VCY wrote in post #16501747
I have considered renting out a safety deposit box at my local bank to store backup hard drives of archives of my raws and processed images; my bank claims that the box is fire-proof. I've yet to ask them but I am wondering about the water-proofness and earthquake-proofness of their box.
I'll be speaking to my bank about a safety deposit box today. My bank sits 30 metres above the rivers on a hill, and the deposit box room isn't in the basement. Earthquakes aren't an issue here, but I'll see if I can get a box big enough to hold a small pelican case just in case of water. They didn't even lose power during the floods.
Great idea. 
monty87 wrote in post #16501762
I use crashplan. They also offer a service to transfer large amounts of data by sending you a hard drive that you can upload to and send it back to attach to your cloud storage account.
I installed this last night and checked it out. It might be a handy solution for some of my personal stuff, but the online storage options are way too costly for me for the volume of stuff I personally have.
It looks like they have some great features for U.S. costumers, so it might be a good solution for some of you.
hollis_f wrote in post #16503042
Firesafe in a friend's office about 10 miles away. But that's a copy of other backups. Anything that's stored in just one place isn't a backup. Not much you could have done about the negatives, but there's no real excuse for having only one copy of digital images.
Oh, I had duplicate copies. I don't completely trust SATA drives as sometimes the plates will seize. They're cheap, so I had two or three of each. They were just all in the same place.
And, they weren't in a Pelican Case (which probably would have saved them).
I'm a cartographer in a legal land survey firm. We're required, by the government, to store all of our documents, field books, notes, and files relating to jobs for a minimum of ten years. To put my photos in the same storage room seemed like a solid idea at the time.

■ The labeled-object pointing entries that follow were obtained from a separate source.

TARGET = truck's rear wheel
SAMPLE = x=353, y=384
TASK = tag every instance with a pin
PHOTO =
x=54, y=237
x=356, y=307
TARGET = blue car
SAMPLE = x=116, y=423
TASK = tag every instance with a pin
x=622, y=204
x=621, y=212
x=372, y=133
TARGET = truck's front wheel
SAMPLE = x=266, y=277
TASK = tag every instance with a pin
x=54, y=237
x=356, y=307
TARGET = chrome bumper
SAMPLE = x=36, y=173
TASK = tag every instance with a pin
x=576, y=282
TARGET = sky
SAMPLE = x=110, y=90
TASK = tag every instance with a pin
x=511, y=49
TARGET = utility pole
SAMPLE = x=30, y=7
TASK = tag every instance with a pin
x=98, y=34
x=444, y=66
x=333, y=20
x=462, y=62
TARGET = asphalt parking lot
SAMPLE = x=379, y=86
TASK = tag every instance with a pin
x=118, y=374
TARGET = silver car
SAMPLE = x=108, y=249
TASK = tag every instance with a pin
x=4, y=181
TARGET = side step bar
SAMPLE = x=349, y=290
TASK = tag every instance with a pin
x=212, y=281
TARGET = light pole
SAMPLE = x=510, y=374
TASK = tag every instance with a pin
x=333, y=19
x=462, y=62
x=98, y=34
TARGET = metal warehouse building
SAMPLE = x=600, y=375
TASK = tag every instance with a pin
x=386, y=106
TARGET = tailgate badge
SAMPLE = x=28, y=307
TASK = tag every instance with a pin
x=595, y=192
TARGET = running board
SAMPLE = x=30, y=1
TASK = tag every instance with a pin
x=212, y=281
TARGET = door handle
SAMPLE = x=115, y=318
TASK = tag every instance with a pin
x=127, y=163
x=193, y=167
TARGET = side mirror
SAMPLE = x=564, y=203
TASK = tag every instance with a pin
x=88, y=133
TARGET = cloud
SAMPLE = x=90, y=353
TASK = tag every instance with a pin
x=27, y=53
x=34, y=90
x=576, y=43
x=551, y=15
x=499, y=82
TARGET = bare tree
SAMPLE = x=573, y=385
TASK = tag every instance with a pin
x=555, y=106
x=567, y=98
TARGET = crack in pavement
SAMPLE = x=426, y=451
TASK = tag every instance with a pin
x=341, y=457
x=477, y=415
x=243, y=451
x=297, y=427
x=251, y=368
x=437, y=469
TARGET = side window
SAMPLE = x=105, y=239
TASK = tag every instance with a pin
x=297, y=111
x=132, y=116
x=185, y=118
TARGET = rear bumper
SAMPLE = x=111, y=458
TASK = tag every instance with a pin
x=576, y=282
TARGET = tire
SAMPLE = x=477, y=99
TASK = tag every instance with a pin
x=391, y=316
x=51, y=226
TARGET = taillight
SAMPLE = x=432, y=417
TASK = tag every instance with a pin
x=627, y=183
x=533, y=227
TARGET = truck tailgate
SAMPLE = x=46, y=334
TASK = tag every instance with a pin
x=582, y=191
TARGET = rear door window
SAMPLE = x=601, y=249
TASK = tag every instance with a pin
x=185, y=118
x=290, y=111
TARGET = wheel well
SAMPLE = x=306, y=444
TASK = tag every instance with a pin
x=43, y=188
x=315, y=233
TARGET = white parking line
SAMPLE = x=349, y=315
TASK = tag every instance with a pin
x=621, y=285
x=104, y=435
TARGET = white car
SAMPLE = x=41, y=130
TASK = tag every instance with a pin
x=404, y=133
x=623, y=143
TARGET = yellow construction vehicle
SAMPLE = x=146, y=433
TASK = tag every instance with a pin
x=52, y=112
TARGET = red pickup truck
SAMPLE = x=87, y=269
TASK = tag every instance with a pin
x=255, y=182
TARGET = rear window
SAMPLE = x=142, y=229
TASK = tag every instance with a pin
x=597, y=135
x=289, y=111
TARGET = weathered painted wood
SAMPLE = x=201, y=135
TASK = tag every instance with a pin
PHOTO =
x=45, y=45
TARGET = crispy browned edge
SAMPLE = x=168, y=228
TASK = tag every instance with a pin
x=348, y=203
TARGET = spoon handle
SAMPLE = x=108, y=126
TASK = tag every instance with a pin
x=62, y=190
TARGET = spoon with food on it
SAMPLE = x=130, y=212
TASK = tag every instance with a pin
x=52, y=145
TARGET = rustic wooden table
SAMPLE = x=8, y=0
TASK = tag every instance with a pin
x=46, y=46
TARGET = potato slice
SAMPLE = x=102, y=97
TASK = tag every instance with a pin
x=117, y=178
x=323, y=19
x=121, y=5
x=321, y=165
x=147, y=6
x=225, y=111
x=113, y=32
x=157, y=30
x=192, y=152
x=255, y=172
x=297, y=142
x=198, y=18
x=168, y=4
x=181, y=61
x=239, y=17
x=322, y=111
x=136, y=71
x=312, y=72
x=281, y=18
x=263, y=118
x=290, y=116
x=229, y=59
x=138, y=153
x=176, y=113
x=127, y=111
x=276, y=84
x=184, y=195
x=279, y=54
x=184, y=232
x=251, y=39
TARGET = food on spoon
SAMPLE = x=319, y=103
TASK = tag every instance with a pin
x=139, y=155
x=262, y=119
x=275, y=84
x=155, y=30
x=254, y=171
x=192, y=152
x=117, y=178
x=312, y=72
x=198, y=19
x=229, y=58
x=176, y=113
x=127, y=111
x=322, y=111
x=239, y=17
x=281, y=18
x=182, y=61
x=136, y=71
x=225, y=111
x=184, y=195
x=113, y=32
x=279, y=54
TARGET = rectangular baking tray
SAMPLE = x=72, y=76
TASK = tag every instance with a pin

Hindsight being 20/20 . . . dumb, dumb, dumb.
Yes, the company lost all of our documents, field books, notes, and files.
A fire fighter friend of mine (when we were discussing ammo storage) advised me that fire proof safes can still get very, very, hot inside. While things may not burn, they can (and do) melt. Things (like ammo and even cans of soup) can also get so hot they'll explode inside them.
Have you looked at the temperature ratings of the safe in your friend's office: how hot it gets how quickly?
John from PA wrote in post #16503111
All my digital images are stored on DVD, and there are two copies made. DVD's and CD's will survive flooding, especially if they are properly stored in cases.
As far a digital goes I lost around 2tb of work: RAW, jpeg, high res scans of my 35mm work, and products. It would have taken a minimum of 2996 CDs for archive copies, and another 2996 CDs for a backup copy of each. That's a minimum of 5992 CDs: providing all of the CDs were perfectly full. For DVDs, it would still take a huge number.
I had ten SATA drives. Everything (negatives included) fit into two standard file archive boxes. Had we had any idea how bad things were going to get, I easily could have tossed them into my truck when I left work. The basement didn't start to take on water until late that night.
I've got ~500GB just of RAW images since September. My volume since September has been freakishly high. I took on a volunteer position as a minor hockey photographer in September, and I don't delete anything. Ever.
I do think archival quality DVDs and CDs are probably the best idea, but they're not always a practical, or even workable, solution.
I'm thinking the safety deposit box (something I never considered before), could be part of a great solution for me.